Get familiar with CESM and the computing environment
Overview
Teaching: 30 min
Exercises: 60 minQuestions
How to setup CESM on Saga?
How to run a CESM case?
How to monitor my CESM case?
What does CESM produce?
What is netCDF data format?
How to quickly inspect and visualize netCDF data files?
Objectives
Learn to setup CESM on Saga
Learn to run and monitor a simple cesm case on Saga
Learn about netCDF data format
Learn to inspect a netCDF file
Learn to quickly visualize a netCDF file
First practical: get familiar with cesm
We do all the practicals on Saga.
- Notur Initialization
- Create a New case
- Running a case
- Monitor your test run
- First look at your 1 month test run
Notur Initialization
Make sure you have set up your SSH keys properly and you can transfer files with scp without entering your password. If not go here.
To run CAM-6 on Saga, we will use:
- Fortran and C compilers (intel 2018b compilers)
- NetCDF library (netcdf4.4.4)
- MPI (intel openmpi 2018b)
To be able to compile and run CESM on Saga, no changes to the source code are necessary; we just have to adapt a few scripts for setting the compilers and libraries used by CESM.
To simplify and allow you to run CESM as quickly as possible, we have prepared a ready to use version of cesm. It means all the machine specific configuration files for running CESM on Saga have been added.
On Saga:cd $HOME
module use /cluster/projects/nn1000k/modulefiles
module load cesm/2.1.0
link_dirtree /cluster/projects/nn1000k/cesm/inputdata /cluster/work/users/$USER/inputdata
The commands above allows you to set up your environment (PATH, Libraries, etc.) to use cesm 2.1.0.

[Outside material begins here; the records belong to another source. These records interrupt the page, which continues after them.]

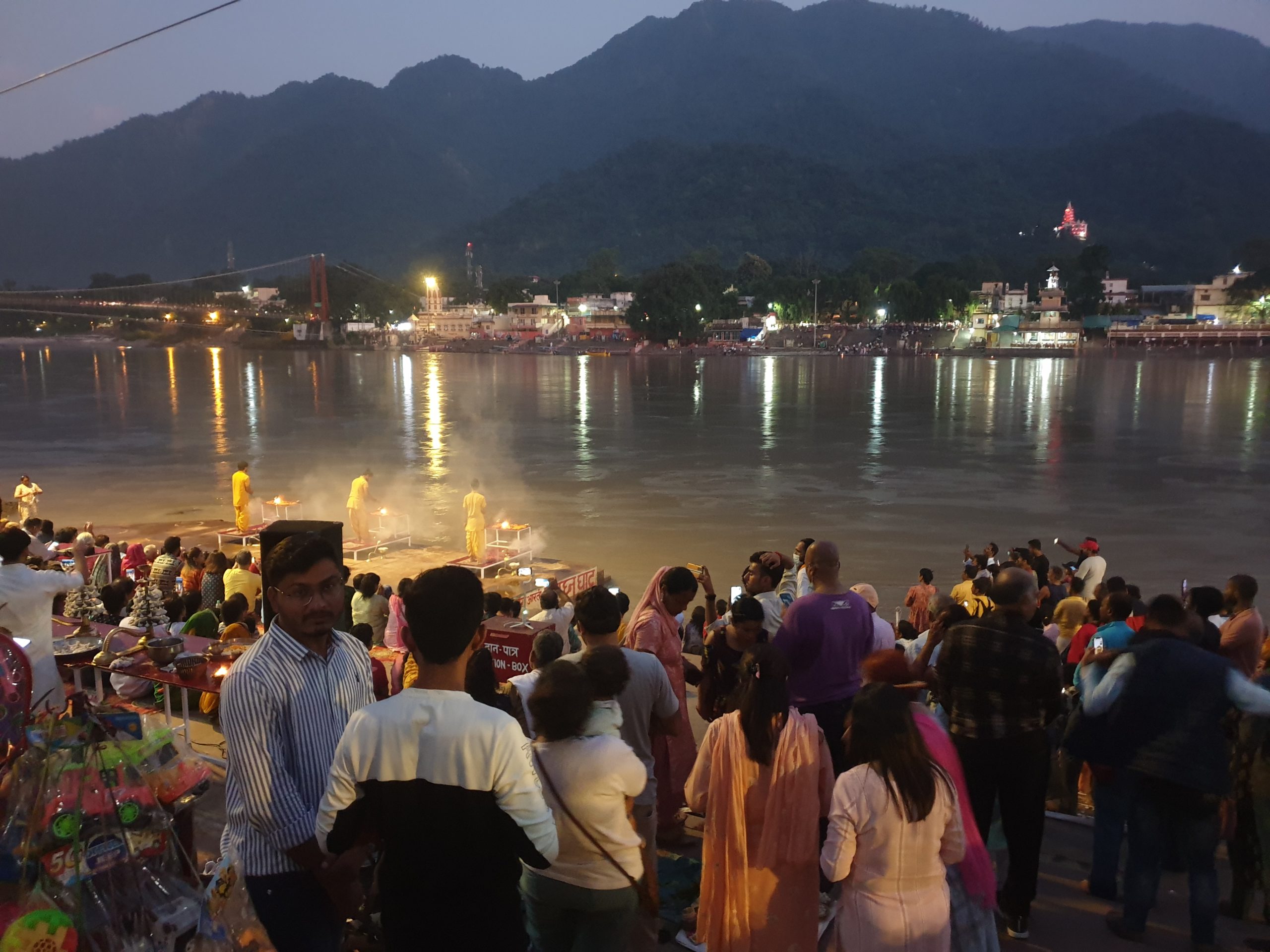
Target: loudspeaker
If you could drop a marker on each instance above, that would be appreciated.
(277, 531)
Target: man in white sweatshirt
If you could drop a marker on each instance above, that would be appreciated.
(446, 786)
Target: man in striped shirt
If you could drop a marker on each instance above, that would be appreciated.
(284, 709)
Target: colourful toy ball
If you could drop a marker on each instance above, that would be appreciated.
(41, 931)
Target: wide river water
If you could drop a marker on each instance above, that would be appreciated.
(631, 464)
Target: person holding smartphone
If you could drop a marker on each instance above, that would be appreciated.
(26, 606)
(557, 611)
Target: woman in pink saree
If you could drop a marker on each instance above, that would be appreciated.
(763, 780)
(653, 629)
(972, 883)
(136, 560)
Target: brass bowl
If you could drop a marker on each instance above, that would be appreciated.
(163, 652)
(190, 667)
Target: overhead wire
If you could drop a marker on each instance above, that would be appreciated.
(160, 284)
(117, 46)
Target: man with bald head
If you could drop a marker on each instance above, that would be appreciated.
(825, 636)
(1001, 682)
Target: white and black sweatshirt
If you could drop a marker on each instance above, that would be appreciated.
(446, 786)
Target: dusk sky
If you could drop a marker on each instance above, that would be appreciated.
(258, 45)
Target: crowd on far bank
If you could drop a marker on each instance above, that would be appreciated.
(849, 767)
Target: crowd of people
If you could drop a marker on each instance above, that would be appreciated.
(847, 766)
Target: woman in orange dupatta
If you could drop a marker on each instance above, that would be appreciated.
(654, 630)
(763, 780)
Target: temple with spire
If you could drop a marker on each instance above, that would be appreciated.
(1074, 226)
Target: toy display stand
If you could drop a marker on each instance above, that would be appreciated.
(505, 542)
(88, 843)
(281, 508)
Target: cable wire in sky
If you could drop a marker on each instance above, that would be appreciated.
(117, 46)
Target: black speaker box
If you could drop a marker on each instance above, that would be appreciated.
(277, 531)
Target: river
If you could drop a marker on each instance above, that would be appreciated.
(634, 463)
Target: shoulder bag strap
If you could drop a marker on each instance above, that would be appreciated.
(547, 777)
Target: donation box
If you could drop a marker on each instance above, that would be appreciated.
(511, 640)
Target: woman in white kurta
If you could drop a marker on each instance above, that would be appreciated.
(893, 826)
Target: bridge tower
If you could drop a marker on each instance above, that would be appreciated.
(320, 306)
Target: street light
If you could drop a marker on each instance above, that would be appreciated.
(816, 309)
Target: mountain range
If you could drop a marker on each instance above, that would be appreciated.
(738, 125)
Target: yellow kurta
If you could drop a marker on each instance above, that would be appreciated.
(242, 484)
(359, 492)
(474, 530)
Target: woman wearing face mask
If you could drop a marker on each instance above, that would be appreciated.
(720, 663)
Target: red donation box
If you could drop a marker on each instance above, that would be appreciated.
(511, 640)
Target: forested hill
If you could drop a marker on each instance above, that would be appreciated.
(783, 130)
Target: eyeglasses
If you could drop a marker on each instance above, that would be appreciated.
(304, 595)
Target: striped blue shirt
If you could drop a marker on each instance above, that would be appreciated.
(284, 710)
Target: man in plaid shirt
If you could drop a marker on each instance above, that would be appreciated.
(1001, 682)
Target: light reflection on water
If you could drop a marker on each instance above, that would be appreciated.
(633, 464)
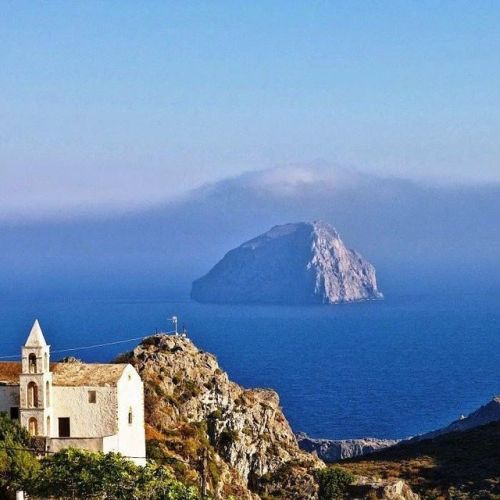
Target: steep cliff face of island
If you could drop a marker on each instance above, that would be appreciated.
(202, 423)
(332, 450)
(302, 263)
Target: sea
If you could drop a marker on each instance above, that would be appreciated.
(388, 369)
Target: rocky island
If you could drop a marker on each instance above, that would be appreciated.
(300, 263)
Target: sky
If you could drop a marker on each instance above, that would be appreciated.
(124, 104)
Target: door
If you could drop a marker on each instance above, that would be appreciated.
(64, 427)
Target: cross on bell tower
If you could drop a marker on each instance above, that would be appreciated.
(35, 384)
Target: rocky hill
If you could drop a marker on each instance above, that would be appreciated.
(459, 465)
(490, 412)
(204, 424)
(333, 450)
(302, 263)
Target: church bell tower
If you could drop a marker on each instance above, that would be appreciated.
(35, 384)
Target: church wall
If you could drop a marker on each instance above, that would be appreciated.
(86, 419)
(58, 444)
(131, 396)
(9, 396)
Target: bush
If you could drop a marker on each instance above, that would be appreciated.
(76, 473)
(333, 482)
(17, 462)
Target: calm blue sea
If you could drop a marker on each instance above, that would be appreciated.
(387, 369)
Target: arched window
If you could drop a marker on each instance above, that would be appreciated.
(32, 363)
(32, 395)
(33, 426)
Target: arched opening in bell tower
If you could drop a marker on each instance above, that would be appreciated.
(32, 363)
(32, 395)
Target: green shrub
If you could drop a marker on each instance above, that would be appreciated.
(333, 482)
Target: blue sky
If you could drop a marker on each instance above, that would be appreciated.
(126, 103)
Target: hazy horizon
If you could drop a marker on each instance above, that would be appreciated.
(110, 108)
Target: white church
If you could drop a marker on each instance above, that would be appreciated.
(96, 407)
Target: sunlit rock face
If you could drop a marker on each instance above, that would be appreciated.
(300, 263)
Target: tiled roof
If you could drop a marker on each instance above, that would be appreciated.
(9, 372)
(68, 374)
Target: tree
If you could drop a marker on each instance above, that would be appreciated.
(333, 482)
(18, 464)
(74, 473)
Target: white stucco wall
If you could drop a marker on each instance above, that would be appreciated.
(58, 444)
(87, 420)
(131, 437)
(9, 396)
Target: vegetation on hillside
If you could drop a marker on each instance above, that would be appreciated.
(79, 474)
(459, 465)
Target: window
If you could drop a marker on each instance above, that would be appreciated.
(32, 363)
(32, 395)
(33, 426)
(64, 427)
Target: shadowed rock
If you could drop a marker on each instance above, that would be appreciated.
(301, 263)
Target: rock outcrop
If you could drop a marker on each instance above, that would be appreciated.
(490, 412)
(388, 489)
(302, 263)
(195, 415)
(332, 450)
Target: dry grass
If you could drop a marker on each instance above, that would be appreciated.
(462, 464)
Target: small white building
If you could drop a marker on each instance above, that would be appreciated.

All the input data necessary to run our model configuration is in /cluster/work/users/$USER/inputdata (where $USER is your login username on saga). Input data can be large this is why we create symbolic links instead of making several copies (one per user). The main copy is located in /cluster/projects/nn1000k/cesm/inputdata
.
Create a New case
The CESM source code is in /cluster/projects/nn1000k/cesm/
, and you can have a first look at the code.
We will build and run CAM in its standalone configuration i.e. without having all the other components active.
The basic workflow to run the CESM code is the following:
- Create a New Case
- Invoke
case.setup
to setup your newly created case - Build the Executable (
case.build
) - Run the Model and Output Data Flow (
case.submit
)
To create a new case, we will be using create_newcase
script.
There are many options and we won’t discuss all of them. The online help provides information about how get the full usage of create_newcase.
create_newcase --help
Command not found
If you get an error when invoking
create_newcase
make sure you have loaded cesm in your environment:module use /cluster/projects/nn1000k/modulefiles module load cesm/2.1.0
The 4 main arguments of create_newcase are explained on the figure below:
On Saga:#
# Simulation 1: short simulation
#
module use /cluster/projects/nn1000k/modulefiles
module load cesm/2.1.0
create_newcase --case $HOME/cases/F2000climo-f19_g17 --res f19_g17 --compset F2000climo --mach saga --run-unsupported --project nn1000k
- case: specifies the name and location of the case being created. It creates a new case in
$HOME/cases
and its name isF2000climo-f19_g17
- res: specifies the model resolution (resolution of the grid). Each model resolution can be specified by its alias, short name or long name:
- alias: f19_g17 (atm/lnd_ocn/ice)
- non-default grids are: atm:1.9x2.5 lnd:1.9x2.5 ocnice:gx1v7
- mask is: gx1v7
- 1.9x2.5 is FV 2-deg grid: with domain file(s):
- domain.lnd.fv1.9x2.5_gx1v6.090206.nc (only for mask: gx1v6 grid match: atm/lnd)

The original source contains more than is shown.